Summit first step of concerted STEM advancement
February 12, 2011
- The summit was an effort to organize are STEM initiatives
- There will be more STEM summits in the future
- STEM is leading to a change in culture
ABERDEEN PROVING GROUND, Md. (Feb. 14, 2011) -- Area education, government and industry leaders gathered here Feb. 11 to convene the first of what is expected to be a series of summits on science, technology, engineering and mathematics, or STEM education.
"Our real focus is to bring the community together, organize ourselves and find the way to keep the momentum behind our STEM initiatives in the area," Mr. Gary Martin, executive deputy to the commanding general, Research, Development and Engineering Command, said at the summit.
The conference centered around four panels -- government, industry, K-12 education and higher education -- discussing the successes, gaps and challenges with their respective STEM programs.
The government panel, consisting of representatives from several organizations at Aberdeen Proving Ground, relayed the numerous outreach efforts available for STEM education.
"Our job is to provide long-range learning opportunities for kids so they are ready to pursue the challenging math and science courses," Dr. Katie Blanding, STEM outreach coordinator for RDECOM, said.
"First off, we have a willing body of people on post with programs that engage both on and off the installation. Second, we have facilities. Third, we have opportunities for teachers and students to spend time with us both in the schools and on the installation," Martin said.
The industry panelists conveyed how STEM is seen by them through the prism of workforce development.
"We see STEM as our life blood," Glen Bassett, Site Executive and Director of Advanced Communications and Countermeasures, Raytheon, said.
"With corporate involvement, we look for short-term goals. But when you are talking about education, it is really a long-term pursuit," Nicole Funk, Senior Vice President, Booz Allen Hamilton, said.
Funk also commented on how STEM has begun to become ingrained in the culture of students, educators and industry.
"STEM is growing fast. I think every place I go, I hear about it. A lot of programs are adding STEM to the conversation," she said.
The education panelists reiterated the change they are witnessing in the perception of STEM education and its participants.
"APG has provided a destination for the kid who aspires in STEM subjects. We're creating a culture with long-term goals ahead," Dr. Jeffrey Lawson, executive director for high school education in Cecil County said.
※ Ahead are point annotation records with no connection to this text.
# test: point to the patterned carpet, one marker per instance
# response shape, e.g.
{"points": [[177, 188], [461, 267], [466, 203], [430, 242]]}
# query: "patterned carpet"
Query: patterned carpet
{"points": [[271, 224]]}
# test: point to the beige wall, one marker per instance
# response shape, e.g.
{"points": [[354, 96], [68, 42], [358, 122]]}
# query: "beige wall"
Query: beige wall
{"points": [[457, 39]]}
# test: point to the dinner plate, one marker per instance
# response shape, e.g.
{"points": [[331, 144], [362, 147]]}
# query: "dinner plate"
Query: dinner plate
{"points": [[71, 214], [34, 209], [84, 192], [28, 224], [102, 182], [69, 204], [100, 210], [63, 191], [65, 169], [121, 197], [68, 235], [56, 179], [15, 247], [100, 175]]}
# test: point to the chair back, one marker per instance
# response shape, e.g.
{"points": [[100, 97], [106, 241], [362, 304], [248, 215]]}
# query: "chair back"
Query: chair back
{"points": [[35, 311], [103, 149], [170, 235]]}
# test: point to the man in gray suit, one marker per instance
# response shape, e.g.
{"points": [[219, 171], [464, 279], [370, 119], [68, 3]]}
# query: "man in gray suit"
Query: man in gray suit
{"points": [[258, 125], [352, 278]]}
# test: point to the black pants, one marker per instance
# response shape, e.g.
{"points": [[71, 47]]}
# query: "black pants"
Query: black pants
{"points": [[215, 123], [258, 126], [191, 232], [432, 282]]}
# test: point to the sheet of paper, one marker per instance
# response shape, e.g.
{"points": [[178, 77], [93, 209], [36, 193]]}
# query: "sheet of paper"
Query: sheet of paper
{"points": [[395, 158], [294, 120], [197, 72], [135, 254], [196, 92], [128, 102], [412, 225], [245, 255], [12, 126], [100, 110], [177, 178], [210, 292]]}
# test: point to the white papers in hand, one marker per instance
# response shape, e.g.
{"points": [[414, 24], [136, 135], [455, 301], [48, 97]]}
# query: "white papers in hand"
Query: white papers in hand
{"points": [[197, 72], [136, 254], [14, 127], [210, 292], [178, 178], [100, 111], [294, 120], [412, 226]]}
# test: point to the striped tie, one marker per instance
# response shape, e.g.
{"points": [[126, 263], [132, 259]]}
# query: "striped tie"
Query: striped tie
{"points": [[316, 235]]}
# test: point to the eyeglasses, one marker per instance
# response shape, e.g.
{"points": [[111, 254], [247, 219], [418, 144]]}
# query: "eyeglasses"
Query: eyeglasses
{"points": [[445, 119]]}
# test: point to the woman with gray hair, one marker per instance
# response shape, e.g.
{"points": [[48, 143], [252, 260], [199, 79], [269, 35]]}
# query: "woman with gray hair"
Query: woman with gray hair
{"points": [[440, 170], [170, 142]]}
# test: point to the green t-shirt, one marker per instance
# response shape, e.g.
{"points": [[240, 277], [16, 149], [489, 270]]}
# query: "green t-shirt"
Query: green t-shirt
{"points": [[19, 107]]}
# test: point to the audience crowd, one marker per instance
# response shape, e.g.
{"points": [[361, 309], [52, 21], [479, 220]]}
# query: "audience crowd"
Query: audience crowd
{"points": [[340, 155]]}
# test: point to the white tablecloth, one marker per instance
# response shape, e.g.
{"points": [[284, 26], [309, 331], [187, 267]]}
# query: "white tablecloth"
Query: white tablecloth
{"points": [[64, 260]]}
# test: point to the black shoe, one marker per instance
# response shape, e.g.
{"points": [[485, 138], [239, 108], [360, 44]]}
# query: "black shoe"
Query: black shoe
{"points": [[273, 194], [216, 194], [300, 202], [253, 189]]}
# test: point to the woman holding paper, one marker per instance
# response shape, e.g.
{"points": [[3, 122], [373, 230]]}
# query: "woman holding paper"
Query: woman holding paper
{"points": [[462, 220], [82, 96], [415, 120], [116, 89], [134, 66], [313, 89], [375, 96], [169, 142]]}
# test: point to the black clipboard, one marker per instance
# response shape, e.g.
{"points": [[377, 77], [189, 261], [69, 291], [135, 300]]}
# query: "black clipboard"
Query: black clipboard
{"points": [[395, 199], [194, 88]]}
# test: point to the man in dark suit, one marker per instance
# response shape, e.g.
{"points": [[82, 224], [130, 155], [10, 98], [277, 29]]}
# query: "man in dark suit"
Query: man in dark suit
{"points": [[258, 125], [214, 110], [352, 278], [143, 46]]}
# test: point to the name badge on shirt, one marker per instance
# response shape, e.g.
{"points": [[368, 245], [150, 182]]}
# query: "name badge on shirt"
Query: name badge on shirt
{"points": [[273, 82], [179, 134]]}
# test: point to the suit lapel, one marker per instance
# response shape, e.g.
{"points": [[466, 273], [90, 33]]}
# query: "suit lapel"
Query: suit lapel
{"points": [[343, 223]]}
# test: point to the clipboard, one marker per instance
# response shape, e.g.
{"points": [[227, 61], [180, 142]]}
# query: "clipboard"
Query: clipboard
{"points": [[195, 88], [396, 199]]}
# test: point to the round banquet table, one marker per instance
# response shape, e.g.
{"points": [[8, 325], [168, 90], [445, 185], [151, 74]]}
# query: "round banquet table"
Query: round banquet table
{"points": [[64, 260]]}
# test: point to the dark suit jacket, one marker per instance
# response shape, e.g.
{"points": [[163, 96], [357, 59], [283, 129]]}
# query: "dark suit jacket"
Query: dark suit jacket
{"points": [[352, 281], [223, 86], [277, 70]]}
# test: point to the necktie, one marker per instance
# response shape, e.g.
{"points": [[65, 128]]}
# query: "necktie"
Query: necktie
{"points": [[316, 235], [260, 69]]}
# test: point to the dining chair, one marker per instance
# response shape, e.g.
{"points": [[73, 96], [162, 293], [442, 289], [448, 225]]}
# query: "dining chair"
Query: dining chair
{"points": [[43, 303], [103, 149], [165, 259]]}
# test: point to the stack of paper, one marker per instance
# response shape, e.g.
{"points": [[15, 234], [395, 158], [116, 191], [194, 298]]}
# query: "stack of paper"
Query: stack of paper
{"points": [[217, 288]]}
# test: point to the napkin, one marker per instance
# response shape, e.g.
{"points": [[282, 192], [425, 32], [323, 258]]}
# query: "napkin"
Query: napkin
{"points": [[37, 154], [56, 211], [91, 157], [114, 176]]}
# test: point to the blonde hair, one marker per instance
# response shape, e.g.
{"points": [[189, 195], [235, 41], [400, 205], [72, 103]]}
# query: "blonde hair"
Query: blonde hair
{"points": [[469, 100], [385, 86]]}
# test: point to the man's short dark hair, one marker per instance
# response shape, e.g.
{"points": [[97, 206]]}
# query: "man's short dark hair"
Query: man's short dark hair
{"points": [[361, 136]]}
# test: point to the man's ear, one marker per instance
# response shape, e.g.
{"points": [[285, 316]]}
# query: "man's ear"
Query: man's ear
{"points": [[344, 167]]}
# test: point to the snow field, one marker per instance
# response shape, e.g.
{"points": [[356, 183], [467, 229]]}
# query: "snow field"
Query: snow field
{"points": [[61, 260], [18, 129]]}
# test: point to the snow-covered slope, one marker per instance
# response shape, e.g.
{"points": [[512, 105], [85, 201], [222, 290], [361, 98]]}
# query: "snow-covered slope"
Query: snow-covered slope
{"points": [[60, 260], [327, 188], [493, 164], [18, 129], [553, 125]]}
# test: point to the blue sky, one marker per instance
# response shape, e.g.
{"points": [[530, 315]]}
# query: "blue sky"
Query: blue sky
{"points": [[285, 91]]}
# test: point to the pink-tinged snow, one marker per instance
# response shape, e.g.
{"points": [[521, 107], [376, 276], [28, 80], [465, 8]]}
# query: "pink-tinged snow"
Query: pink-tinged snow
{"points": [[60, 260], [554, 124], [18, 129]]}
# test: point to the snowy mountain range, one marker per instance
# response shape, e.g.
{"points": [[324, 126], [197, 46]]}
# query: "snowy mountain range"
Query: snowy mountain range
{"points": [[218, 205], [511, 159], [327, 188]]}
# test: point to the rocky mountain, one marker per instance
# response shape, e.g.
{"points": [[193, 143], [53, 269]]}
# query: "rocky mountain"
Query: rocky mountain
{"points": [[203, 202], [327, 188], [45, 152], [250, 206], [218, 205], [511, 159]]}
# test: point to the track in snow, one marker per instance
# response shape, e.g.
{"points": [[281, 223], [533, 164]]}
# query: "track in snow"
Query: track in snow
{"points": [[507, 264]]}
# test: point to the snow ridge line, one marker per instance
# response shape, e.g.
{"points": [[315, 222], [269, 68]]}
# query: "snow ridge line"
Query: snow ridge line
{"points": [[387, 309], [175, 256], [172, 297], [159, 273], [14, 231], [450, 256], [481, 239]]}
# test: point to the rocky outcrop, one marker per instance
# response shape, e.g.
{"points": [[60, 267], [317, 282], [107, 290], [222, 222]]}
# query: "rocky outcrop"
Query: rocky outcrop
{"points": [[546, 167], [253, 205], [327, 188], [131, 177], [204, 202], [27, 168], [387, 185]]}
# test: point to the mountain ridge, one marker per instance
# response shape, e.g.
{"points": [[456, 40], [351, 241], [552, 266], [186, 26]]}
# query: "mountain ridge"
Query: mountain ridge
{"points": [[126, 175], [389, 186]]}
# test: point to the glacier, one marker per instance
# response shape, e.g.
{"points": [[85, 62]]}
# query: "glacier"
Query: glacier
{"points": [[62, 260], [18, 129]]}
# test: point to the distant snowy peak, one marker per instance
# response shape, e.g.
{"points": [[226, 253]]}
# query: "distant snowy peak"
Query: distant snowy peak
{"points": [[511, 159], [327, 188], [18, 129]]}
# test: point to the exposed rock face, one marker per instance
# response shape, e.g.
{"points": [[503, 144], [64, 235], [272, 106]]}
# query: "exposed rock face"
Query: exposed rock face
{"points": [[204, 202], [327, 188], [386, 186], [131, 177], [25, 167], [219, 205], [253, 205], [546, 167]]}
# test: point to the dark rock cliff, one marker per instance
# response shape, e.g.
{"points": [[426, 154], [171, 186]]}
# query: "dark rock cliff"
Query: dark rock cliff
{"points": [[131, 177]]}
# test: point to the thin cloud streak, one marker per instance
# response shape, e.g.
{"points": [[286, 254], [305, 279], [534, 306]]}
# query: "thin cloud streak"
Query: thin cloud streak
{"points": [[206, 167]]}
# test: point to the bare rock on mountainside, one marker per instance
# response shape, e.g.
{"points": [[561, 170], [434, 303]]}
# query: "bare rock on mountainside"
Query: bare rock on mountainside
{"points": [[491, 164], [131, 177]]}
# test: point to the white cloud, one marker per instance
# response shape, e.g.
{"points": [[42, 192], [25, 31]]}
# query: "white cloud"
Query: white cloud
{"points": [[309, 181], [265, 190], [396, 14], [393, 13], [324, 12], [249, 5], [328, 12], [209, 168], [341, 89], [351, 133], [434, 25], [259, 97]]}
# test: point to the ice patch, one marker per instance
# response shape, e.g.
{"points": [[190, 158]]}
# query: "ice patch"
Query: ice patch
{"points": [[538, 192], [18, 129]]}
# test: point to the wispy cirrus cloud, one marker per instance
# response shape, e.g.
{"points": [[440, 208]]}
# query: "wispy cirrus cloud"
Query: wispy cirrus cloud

Dr. Stephen Pannill, president of Cecil College, led the higher education panel and continued on that theme by expressing the need to celebrate students and professionals who excel in STEM, rather than pop culture icons.
"We need to highlight the heroes in the STEM fields and make them as important and significant to folks as our sports heroes," he said.
Pannill's comments echo remarks made by President Barack Obama during last month's State of the Union address. During his speech, Obama said, "We need to teach our kids that it's not just the winner of the Super Bowl who deserves to be celebrated, but the winner of the science fair."
As the summit drew to a close, Martin stressed the need to continue similar summits in the future to build on previous achievements.
"The intent here isn't simply to just have one meeting and then walk away and call that success. We'll have some follow-up activities and we will continue the dialogue," he said.
Martin then laid out his plan for the next summit. He requested volunteer team leaders for four workgroups: lighting the spark, teacher enrichment, curriculum enhancement and strategic communications. After team leaders were assigned, attendees were invited to sign up and join one of the workgroups with an eye toward the next summit.
"We'd like the groups to get together and have some discussion on how to normalize the data we've heard here. Then, perhaps, come to the next summit with recommendations on what we should collectively do," Martin said.
The next STEM summit has been tentatively scheduled for Apr. 28.